I learned something about myself recently, something that has been true for a long time, but I just never realized it: I'm a Sting fan. Like a legit, sing-along-with-all-his-songs admirer.* I've long had what I thought was a casual fondness for Sting. Somewhere in my basement I have a CD box set of The Police and his solo album Ten Summoner's Tales, but both of those were given to me as gifts. I never would have thought myself a full-fledged fan of Sting's music, and I found his affect--the falsetto, the tantric woo, the constant feuding with his ex-bandmates--more than a little pretentious. But recently I've had my mind opened--opened like that book by Nabokov--and I've come to the conclusion that when it comes to the toe-headed Brit né Gordon Sumner, just about everything he does is magic.
*Well, not all his songs, but most of them. Well, most them before, like, 1995. I must admit, I'm not at all familiar with his later catalog. I mean, he did an album with Shaggy?
It was an episode of the podcast Hit Parade that really elicited my Sting love. I've been catching up on past episodes, and I also listened to one about David Bowie recently, and if you asked me beforehand whose music I like more, I would have said Bowie's without question. But after listening to these episodes, I realized that it's actually Sting I like more and by a nontrivial margin. Bowie has some amazing songs, but actually not all that many, in my opinion. By contrast, listening to Sting's episode, I was like, Oh, yeah, that song is a banger, and that one, and that one... I mean check out this list:
The Police
- "Next to You"
- "So Lonely"
- "Can't Stand Losing You"
- "The Bed's Too Big Without You"
- "Message in a Bottle"
- "Walking on the Moon"
- "On Any Other Day" (Great deep cut)
- "Don't Stand So Close to Me"
- "Driven to Tears"
- "De Do Do Do, De Da Da Da"
- "Spirits in the Material World"
- "Every Little Thing She Does Is Magic"
- "Invisible Sun"
- "Re-Humanise Yourself"
- "Secret Journey"
- "Synchronicity I"
- "Walking in Your Footsteps"
- "Synchronicity II"
- "King of Pain" (bonus points for inspiring "Weird Al"'s "King of Suede")
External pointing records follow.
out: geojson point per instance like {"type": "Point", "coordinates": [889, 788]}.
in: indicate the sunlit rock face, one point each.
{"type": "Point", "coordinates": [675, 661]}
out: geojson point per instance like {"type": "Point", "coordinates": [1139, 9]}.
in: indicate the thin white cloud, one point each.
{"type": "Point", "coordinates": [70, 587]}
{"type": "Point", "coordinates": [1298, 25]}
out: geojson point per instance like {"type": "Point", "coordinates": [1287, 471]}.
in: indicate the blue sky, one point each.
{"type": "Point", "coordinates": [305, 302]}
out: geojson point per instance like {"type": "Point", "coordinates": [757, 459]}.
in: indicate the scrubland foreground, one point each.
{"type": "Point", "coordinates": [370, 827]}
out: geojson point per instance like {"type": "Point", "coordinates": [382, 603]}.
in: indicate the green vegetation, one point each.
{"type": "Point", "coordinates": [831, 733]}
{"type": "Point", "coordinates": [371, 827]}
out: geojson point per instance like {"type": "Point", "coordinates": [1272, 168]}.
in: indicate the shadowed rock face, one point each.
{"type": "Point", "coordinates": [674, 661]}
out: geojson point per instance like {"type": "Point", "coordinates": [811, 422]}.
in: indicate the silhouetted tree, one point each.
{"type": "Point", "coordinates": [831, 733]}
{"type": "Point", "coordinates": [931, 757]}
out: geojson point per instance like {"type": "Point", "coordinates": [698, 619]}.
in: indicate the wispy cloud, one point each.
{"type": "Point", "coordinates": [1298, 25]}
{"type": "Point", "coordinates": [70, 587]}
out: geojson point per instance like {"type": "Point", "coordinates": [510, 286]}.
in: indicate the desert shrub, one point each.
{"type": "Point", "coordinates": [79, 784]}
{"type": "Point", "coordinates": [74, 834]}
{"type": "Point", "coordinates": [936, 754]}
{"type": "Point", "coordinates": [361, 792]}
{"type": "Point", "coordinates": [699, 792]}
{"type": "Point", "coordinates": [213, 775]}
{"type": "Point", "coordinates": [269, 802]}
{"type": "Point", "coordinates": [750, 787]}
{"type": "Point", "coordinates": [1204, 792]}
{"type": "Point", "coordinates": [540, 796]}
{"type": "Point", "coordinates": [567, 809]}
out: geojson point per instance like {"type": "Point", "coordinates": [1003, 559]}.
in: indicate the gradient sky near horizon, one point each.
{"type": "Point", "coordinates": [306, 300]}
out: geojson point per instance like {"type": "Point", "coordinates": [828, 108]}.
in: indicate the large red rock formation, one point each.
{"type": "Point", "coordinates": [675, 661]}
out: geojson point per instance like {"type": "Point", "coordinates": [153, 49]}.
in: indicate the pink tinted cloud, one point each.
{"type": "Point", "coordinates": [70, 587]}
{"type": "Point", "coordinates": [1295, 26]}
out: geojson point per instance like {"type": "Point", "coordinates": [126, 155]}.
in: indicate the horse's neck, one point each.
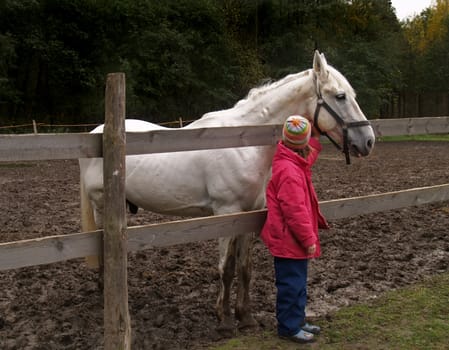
{"type": "Point", "coordinates": [267, 105]}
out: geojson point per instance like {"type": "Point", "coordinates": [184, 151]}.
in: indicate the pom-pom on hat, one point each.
{"type": "Point", "coordinates": [296, 132]}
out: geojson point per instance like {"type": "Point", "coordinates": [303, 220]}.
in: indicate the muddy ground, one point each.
{"type": "Point", "coordinates": [172, 291]}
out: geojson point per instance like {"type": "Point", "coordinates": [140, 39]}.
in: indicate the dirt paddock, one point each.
{"type": "Point", "coordinates": [172, 291]}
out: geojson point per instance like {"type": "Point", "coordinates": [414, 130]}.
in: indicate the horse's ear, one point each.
{"type": "Point", "coordinates": [320, 65]}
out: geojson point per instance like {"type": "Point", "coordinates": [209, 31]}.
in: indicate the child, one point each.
{"type": "Point", "coordinates": [291, 229]}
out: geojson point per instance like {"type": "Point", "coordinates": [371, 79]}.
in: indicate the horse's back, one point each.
{"type": "Point", "coordinates": [132, 125]}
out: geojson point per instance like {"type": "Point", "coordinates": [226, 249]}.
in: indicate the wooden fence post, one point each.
{"type": "Point", "coordinates": [117, 327]}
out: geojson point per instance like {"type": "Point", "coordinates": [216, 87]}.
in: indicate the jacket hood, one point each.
{"type": "Point", "coordinates": [285, 153]}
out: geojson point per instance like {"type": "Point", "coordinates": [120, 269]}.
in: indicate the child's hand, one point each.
{"type": "Point", "coordinates": [311, 250]}
{"type": "Point", "coordinates": [315, 133]}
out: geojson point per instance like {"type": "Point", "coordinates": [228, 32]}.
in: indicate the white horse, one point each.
{"type": "Point", "coordinates": [221, 181]}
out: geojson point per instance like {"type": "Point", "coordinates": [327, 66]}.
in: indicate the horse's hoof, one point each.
{"type": "Point", "coordinates": [248, 322]}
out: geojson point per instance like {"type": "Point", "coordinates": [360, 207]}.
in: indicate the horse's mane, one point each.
{"type": "Point", "coordinates": [265, 88]}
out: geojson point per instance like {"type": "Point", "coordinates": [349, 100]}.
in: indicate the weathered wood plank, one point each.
{"type": "Point", "coordinates": [49, 146]}
{"type": "Point", "coordinates": [49, 249]}
{"type": "Point", "coordinates": [117, 323]}
{"type": "Point", "coordinates": [57, 248]}
{"type": "Point", "coordinates": [410, 126]}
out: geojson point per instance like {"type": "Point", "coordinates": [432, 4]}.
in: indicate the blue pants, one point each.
{"type": "Point", "coordinates": [291, 299]}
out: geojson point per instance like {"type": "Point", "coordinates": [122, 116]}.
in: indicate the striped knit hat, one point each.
{"type": "Point", "coordinates": [296, 132]}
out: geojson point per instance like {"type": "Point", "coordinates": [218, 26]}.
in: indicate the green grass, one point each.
{"type": "Point", "coordinates": [439, 137]}
{"type": "Point", "coordinates": [412, 318]}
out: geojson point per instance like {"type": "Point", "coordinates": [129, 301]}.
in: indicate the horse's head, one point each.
{"type": "Point", "coordinates": [337, 114]}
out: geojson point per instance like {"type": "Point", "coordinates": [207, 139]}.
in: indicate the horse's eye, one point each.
{"type": "Point", "coordinates": [341, 96]}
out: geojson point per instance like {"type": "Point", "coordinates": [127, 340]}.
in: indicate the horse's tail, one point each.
{"type": "Point", "coordinates": [87, 220]}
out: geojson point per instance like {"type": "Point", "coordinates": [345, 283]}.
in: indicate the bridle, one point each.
{"type": "Point", "coordinates": [321, 103]}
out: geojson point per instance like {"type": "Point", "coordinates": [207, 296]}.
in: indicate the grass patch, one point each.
{"type": "Point", "coordinates": [433, 137]}
{"type": "Point", "coordinates": [412, 318]}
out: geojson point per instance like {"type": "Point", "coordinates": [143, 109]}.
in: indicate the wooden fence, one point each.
{"type": "Point", "coordinates": [51, 249]}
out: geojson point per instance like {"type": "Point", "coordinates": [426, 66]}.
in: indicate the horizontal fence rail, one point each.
{"type": "Point", "coordinates": [410, 126]}
{"type": "Point", "coordinates": [65, 247]}
{"type": "Point", "coordinates": [84, 145]}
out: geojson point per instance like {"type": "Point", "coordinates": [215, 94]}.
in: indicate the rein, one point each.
{"type": "Point", "coordinates": [343, 124]}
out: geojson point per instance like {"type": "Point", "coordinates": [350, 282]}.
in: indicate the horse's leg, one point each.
{"type": "Point", "coordinates": [226, 268]}
{"type": "Point", "coordinates": [244, 244]}
{"type": "Point", "coordinates": [91, 220]}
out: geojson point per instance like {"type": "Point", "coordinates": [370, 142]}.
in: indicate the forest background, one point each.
{"type": "Point", "coordinates": [183, 58]}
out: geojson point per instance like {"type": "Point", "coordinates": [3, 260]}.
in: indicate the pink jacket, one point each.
{"type": "Point", "coordinates": [293, 213]}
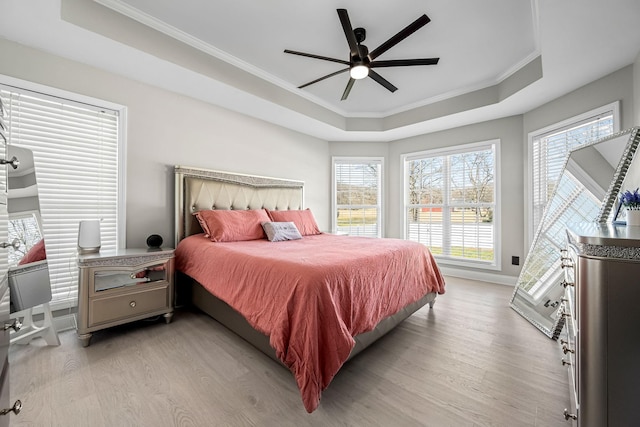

- "Wrapped Around Your Finger"
Solo
- "If You Love Somebody Set Them Free"
- "Englishman In New York" (sneaky good)
- "It's Probably Me"
- "Desert Rose"
That's like 25 bops right there, most of them with The Police, but a few solo tracks as well. He also provides back up vocals on "Money For Nothing" (total guilty pleasure song for me), and his song "Shape of My Heart," which I don't love (it's fine), is the backbone for Juice WRLD's "Lucid Dreams," which Lil' S2 and his friend used to ask me to play in the car all the time.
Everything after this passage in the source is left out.